Melihat kerentanan di atas, maka adalah sebuah keharusan bagi guru untuk mengarahkan dan membimbing para peserta didik supaya mereka bisa mengambil manfaat dari internet. Hal ini tentu dibantu oleh pantauan setiap orang tua terhadap anaknya masing-masing dalam penggunaan gawai.
Seperti itulah idealnya. Meskipun pembelajaran dilaksanakan secara daring, tugas guru tak lantas berubah menjadi sekadar memberi tugas. Walaupun belum ditemukan alternatif lain yang lebih baik daripada pemberian tugas kepada para peserta didik dalam pembelajaran daring, esensi guru masih tetap mencakup semua yang disebutkan dalam UU nomor 14 tahun 2005 tentang Guru dan Dosen (pasal 1). Dan esensi tersebut tentu harus diimplementasikan.
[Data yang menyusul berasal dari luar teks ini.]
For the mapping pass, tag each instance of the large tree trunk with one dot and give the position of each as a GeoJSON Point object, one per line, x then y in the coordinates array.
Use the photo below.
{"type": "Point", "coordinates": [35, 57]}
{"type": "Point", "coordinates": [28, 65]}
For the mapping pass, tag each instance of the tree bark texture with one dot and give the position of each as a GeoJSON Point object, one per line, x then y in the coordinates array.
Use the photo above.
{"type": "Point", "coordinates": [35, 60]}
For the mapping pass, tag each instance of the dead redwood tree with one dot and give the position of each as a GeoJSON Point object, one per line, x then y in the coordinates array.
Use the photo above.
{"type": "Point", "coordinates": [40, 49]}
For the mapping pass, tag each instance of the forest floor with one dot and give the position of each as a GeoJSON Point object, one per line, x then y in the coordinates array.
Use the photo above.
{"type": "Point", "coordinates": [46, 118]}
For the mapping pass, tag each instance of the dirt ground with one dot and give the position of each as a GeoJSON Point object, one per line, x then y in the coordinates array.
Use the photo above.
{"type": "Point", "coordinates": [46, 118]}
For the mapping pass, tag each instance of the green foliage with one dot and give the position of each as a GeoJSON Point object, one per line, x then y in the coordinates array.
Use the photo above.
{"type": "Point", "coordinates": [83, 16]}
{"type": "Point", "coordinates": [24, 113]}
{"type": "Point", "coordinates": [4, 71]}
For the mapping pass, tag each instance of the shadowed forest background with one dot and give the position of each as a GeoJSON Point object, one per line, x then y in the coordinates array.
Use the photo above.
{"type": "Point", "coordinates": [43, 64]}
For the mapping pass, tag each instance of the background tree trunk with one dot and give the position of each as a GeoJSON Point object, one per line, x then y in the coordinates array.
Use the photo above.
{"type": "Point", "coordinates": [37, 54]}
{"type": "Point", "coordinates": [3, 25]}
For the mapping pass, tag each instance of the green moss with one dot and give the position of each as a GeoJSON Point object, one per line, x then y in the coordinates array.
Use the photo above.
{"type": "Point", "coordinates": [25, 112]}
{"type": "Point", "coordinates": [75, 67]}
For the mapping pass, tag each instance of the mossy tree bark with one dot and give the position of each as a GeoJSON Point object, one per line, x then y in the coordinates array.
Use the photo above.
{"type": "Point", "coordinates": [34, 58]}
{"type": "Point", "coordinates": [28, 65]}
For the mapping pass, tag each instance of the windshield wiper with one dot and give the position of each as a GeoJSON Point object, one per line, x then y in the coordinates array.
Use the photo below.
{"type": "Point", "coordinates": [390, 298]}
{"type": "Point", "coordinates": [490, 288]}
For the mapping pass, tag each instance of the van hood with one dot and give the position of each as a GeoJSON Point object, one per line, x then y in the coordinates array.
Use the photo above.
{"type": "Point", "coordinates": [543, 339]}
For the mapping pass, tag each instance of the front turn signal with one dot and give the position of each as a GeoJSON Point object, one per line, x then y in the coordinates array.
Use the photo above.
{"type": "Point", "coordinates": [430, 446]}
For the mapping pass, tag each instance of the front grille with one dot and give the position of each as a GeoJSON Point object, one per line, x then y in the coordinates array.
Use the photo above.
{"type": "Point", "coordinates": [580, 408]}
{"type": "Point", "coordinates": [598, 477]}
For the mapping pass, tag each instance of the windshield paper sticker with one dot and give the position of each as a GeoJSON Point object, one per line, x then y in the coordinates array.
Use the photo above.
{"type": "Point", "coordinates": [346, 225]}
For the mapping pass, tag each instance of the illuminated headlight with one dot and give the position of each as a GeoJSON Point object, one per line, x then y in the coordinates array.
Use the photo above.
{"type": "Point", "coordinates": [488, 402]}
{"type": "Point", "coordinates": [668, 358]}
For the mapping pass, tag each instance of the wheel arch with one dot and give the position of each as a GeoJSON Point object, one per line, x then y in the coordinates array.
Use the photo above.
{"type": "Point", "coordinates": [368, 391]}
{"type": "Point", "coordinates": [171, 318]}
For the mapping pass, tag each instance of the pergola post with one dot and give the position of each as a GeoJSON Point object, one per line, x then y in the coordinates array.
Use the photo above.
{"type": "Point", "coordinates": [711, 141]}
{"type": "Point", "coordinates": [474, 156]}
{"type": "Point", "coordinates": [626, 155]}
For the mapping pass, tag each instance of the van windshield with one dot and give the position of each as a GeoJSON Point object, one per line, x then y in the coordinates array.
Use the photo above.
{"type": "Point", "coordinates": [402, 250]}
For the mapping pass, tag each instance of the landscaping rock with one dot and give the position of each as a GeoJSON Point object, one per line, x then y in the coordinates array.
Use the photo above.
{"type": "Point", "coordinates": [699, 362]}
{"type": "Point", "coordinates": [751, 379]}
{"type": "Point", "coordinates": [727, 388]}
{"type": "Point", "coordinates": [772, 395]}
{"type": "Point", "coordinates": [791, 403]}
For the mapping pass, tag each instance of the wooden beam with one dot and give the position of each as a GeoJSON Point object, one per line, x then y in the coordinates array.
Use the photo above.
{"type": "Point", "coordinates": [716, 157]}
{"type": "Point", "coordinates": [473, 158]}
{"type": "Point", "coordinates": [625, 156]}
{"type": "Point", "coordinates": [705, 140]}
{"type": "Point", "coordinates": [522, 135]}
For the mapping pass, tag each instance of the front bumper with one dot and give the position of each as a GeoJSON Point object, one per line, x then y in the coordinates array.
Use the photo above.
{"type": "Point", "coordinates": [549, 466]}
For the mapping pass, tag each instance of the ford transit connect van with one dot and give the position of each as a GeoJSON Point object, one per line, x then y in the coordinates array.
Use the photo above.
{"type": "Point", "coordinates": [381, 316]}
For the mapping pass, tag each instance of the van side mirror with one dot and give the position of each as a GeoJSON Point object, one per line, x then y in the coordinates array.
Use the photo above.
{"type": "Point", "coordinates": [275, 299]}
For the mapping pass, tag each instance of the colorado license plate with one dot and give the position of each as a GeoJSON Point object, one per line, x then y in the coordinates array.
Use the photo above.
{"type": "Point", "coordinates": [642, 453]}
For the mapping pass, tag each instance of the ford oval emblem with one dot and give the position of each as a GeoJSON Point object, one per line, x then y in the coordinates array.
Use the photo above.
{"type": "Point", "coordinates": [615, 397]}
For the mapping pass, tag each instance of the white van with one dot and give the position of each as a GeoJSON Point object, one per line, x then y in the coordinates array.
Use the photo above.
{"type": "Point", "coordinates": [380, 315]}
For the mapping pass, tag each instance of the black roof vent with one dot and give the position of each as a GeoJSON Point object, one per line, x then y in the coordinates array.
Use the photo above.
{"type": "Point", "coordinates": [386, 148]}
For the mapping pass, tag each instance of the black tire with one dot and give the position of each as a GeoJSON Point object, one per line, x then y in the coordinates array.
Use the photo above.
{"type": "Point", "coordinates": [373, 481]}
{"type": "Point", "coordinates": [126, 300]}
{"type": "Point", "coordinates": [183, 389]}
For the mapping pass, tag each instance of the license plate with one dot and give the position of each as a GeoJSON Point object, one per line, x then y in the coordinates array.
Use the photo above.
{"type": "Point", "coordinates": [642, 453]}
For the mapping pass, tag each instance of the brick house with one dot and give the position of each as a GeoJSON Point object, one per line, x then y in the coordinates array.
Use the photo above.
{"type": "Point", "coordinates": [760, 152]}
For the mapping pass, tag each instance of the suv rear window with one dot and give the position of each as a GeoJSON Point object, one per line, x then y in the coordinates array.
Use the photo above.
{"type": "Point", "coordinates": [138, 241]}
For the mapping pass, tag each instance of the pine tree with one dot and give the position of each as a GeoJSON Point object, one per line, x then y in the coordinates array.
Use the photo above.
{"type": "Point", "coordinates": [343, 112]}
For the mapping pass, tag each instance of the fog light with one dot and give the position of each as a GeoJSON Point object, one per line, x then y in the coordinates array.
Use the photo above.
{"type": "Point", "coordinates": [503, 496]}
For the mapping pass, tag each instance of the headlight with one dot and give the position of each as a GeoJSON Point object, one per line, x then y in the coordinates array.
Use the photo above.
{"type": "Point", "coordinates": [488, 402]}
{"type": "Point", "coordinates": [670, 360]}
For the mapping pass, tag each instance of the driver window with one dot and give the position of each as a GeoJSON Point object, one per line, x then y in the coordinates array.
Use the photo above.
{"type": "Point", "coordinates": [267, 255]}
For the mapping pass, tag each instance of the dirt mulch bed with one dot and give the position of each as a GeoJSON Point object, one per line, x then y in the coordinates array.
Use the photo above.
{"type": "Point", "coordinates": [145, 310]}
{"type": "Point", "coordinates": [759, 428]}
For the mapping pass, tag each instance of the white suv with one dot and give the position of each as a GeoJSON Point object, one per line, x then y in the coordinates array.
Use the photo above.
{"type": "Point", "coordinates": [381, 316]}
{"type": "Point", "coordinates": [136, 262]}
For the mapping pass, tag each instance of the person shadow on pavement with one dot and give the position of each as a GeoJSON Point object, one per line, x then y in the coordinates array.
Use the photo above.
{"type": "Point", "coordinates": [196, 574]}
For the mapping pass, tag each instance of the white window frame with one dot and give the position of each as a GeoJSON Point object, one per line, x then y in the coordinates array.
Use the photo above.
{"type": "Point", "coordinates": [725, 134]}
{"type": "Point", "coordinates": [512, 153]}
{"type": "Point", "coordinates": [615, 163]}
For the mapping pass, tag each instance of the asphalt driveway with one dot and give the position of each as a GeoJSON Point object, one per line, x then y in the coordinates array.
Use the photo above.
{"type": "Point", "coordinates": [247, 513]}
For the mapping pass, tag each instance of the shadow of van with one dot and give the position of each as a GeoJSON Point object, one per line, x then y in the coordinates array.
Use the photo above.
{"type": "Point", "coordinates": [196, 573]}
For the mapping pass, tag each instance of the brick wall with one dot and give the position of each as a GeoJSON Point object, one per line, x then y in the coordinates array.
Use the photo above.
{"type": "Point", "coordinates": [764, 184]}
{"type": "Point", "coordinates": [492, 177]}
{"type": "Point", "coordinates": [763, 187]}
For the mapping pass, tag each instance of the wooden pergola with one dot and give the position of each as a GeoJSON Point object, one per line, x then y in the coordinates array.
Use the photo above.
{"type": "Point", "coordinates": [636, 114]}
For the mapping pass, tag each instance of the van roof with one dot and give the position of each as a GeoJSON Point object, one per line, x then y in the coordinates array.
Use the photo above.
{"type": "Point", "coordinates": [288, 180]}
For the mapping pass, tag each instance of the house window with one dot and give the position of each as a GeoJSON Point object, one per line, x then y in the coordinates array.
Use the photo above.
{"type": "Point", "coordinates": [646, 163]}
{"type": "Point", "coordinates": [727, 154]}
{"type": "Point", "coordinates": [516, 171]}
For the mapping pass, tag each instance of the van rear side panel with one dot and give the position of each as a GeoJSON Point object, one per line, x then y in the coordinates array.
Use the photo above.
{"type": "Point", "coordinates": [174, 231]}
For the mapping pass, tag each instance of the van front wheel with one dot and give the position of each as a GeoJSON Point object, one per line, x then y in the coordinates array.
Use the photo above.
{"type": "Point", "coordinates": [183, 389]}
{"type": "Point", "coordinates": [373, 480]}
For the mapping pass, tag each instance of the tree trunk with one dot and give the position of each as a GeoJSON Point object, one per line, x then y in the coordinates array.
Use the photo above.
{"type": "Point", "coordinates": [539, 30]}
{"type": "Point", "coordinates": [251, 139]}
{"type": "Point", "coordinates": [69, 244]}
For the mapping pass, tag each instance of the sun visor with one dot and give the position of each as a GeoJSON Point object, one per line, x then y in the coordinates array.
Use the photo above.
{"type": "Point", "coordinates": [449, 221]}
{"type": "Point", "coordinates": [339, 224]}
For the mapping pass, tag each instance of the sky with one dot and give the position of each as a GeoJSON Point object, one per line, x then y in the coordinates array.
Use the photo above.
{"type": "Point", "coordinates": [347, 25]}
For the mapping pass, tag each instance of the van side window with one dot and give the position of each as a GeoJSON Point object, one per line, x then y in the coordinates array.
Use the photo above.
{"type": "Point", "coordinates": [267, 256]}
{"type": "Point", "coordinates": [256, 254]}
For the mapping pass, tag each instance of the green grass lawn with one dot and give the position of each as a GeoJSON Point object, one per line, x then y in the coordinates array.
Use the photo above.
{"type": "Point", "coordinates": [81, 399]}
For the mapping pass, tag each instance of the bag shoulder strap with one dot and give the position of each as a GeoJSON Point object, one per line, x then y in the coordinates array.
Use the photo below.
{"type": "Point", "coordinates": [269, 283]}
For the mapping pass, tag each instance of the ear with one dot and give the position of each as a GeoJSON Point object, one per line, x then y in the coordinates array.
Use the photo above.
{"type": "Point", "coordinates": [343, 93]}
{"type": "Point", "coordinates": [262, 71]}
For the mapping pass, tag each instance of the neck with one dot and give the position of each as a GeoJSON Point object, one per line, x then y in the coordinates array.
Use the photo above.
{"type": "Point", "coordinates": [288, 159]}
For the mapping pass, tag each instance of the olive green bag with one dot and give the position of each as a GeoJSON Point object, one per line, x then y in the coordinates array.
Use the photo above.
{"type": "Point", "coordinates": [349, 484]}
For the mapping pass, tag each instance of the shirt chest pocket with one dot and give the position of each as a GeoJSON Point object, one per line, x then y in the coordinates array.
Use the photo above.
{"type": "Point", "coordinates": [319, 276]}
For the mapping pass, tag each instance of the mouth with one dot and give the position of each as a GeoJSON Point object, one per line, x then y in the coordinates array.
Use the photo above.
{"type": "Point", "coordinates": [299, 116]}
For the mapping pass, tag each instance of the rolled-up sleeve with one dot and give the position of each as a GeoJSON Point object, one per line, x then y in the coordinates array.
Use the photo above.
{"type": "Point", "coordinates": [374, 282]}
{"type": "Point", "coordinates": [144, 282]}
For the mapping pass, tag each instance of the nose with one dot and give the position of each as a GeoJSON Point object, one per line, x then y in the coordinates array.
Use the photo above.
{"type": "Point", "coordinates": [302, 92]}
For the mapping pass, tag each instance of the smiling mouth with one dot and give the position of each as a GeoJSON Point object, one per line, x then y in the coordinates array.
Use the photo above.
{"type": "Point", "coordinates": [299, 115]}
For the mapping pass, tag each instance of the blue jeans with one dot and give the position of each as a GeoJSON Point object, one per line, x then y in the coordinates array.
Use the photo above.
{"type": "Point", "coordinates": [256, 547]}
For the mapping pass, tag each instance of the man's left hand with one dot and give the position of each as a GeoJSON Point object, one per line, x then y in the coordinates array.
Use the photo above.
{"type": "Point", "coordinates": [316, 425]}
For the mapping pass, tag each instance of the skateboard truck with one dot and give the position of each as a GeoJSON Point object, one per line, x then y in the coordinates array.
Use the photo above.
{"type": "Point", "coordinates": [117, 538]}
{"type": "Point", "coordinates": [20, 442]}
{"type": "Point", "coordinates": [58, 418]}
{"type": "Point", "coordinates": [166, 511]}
Namun, ada hal lain yang lebih penting untuk dipertanyakan ketimbang tugas guru di tengah pembelajaran daring. Ia adalah kesejahteraan guru. Menjadi guru memang tak pernah berwujud hal yang mudah. Selain berkewajiban untuk mengentaskan peserta didik dari ketidakpahaman, guru pun dituntut mampu mendidik peserta didik menjadi warga negara yang baik. Sayangnya, tugas berat nan mulia itu mendapat feedback yang tak setimpal.
Bila hal itu terus terjadi, tak menutup kemungkinan negeri ini akan mengalami krisis guru. Sebab, orang-orang akan menganggap bahwa menjadi guru hanya akan mendapat lelah. Jadi pertanyaannya, kapankah guru di Indonesia bisa memperoleh kesejahteraan? Semoga semua guru-guru kita diberi kekuatan dan keberkahan oleh-Nya. Aamiin.